Breaking Up With Pottery Barn

As it turns out, it wasn't my houses that were unfilled. It had been me.
05/14/2014 04:38 pm ET Updated Jul 14, 2014

I stood in the middle of the newly-painted great room and began sobbing.

Seeing the 17-foot walls slathered in Tuscan yellow paint, I felt like I was living inside a jar of French's mustard. My husband reminded me that I'd searched through hundreds of paint chips and went through several tests to pick this shade. It took a few more tears until he relented to have the room redone.

This emotional turmoil about decorating my home was not new; in fact it had become an ongoing obsession to make it perfect. I'd spent years on the hunt for furniture, accessories and fabrics. The constant need to redo rooms was fed by the home furnishing catalogs that were delivered daily. My heart actually raced when I read the new Architectural Digest.

I had house envy for as long as I can remember. When I visited friends and saw their new furniture or remodeled kitchens, I immediately felt deprived. Why didn't my dining room have cove lighting? Why wasn't my refrigerator a Subzero?

Endless trips to Pottery Barn brought a mixture of orgasms and anxiety attacks as I coveted more pillows, more throws, more art books and more book ends to keep them in place. Even movies brought out cravings. Did you see Diane Keaton's beach house in her film Something's Gotta Give? Yes, you gotta give me that home.

I was clearly a decorating addict, and there's no 12-step group for us. (If there were, we'd all talk about how to redesign the meeting room -- can you just imagine?)

Everything changed when I got divorced and said goodbye to my beautiful home. I couldn't buy a place until we were legally divorced, so I rented a 700 square-foot apartment -- about as big as my former master bedroom. Moving in with a few meager belongings -- a total of 12 pieces of furniture, counting my bed -- left me feeling sad. Hey, the only people with fewer possessions are monks and college freshman.

This unanticipated new life had me wondering how would I adjust to giving up so much? Until the first night I came home after a hectic day of work. Walking in the front door, I felt an immediate "Ahhhh", like sinking into my old Jacuzzi tub filled with bubbles. The apartment was so, well, so welcoming. It was unbelievably cozy.

Day after day, coming home was a Goldilocks moment: It wasn't too big, and much to my surprise, it wasn't too small.

There was everything I needed. One set of dishes, one set of glasses, four fluffy new towels and two sets of 500-thread count sheets in the linen closet. I felt as if I were 22 years old again, setting up my first apartment (without the Peter Max posters, of course.)

It fit me like a glove. A snug, soft Italian leather glove.

Liberated from the testosterone-laden themes my ex-husband liked, I expressed my inner girly girl. The pink bathroom channeled Marilyn Monroe with a pink see-through nighty hanging on the wall. I love that everyone leaves the bathroom blushing. I can only imagine what the maintenance men fantasize about when they unclog the sink.

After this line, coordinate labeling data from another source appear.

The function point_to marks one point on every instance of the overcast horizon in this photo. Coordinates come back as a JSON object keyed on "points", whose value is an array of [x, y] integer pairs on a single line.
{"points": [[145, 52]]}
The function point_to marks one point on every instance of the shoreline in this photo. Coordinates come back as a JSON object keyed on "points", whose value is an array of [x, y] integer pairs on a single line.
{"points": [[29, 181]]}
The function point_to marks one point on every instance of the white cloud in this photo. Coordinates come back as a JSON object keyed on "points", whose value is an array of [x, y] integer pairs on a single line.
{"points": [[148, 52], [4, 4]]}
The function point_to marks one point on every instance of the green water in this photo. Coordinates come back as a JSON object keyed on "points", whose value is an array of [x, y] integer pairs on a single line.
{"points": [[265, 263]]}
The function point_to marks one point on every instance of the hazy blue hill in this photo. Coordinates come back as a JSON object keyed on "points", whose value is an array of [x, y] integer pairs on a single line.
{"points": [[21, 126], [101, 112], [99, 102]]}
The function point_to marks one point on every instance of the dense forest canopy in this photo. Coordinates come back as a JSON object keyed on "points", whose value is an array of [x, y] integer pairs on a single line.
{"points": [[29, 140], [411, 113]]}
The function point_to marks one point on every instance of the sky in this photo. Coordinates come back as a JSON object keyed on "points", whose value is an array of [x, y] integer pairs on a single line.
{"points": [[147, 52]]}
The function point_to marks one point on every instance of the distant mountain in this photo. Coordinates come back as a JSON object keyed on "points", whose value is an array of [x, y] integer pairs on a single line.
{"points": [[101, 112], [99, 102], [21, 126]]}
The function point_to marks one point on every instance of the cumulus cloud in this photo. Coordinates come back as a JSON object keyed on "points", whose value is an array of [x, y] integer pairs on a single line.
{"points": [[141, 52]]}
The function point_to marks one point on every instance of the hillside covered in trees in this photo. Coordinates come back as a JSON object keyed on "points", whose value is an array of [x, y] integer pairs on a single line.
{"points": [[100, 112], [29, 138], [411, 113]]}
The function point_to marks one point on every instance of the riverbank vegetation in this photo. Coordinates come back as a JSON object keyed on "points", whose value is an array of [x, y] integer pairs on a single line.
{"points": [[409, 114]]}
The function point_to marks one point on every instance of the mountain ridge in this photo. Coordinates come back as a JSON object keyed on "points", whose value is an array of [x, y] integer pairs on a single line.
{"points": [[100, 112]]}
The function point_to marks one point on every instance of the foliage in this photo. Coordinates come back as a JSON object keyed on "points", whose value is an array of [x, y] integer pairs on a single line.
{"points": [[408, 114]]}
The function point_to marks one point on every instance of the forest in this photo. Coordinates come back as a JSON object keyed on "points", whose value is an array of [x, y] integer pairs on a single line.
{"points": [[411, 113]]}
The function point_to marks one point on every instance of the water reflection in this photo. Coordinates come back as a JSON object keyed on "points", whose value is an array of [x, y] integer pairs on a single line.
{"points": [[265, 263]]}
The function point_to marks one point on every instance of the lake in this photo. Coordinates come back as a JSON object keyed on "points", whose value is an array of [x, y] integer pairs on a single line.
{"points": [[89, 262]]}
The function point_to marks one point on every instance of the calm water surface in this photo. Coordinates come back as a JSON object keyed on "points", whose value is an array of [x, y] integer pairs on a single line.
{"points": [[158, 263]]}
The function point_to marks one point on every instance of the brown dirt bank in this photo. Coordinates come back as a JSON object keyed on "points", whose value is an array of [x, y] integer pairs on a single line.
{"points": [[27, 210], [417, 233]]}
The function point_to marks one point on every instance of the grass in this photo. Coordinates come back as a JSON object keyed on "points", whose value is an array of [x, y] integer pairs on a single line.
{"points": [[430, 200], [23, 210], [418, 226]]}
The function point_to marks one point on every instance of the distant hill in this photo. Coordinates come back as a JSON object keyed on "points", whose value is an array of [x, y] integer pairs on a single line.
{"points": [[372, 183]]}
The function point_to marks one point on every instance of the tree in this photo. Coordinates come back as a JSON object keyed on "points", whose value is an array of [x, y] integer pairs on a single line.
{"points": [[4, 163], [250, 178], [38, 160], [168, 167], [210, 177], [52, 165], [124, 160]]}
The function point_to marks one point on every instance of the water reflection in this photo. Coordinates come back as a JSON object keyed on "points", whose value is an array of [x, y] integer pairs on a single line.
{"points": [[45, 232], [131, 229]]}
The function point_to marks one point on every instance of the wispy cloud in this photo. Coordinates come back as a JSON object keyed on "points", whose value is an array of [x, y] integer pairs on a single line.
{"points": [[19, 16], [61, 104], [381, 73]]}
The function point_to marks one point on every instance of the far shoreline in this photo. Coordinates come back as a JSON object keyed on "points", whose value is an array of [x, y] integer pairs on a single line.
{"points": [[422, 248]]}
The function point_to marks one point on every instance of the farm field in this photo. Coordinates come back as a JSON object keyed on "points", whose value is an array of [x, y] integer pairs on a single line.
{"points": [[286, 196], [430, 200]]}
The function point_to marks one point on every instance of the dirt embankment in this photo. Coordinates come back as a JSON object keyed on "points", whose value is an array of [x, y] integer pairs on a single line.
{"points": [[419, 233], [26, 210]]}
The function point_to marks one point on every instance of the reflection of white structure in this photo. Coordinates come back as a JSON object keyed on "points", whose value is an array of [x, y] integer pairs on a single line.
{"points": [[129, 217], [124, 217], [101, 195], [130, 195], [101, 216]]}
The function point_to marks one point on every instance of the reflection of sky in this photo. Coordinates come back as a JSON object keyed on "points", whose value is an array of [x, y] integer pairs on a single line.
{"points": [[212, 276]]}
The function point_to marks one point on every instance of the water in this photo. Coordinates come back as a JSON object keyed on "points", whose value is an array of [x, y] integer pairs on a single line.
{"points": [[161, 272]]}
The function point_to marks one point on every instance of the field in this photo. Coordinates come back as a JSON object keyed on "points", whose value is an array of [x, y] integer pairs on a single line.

I gave up trying to impress friends with my style. Now it's just about having fun. There are dinner parties and book club and game night. Yes, we're shoulder to shoulder, but stuffing a room with guests revs up the energy and the conversation. (Just think about all those clowns in the Volkswagen.)

The biggest change, however, came about without an intervention from Dr. Drew. With so little space to put anything, I stopped buying anything new for my home. Where would I put it? Forced to accept the way things are, I stopped obsessing about the way I thought they should be. ("I could tear out that wall and open up the dining room" or "I'll add a second sink in the bathroom.")

With the decorating voices tamed, I now hear my own voice speaking about who I am and what I want. As I stopped focusing on changing the floor plan, I began to change myself. And the rewards have been new work and new friends and ultimately new love that I can embrace with an open heart.

As it turns out, it wasn't my houses that were unfilled. It had been me.

Clearly the stuff that makes me happy is discovering the stuff I'm made of and creating a life that delights me, not finding a delightful nick knack.

So goodbye Pottery Barn. It was a nice relationship while it lasted.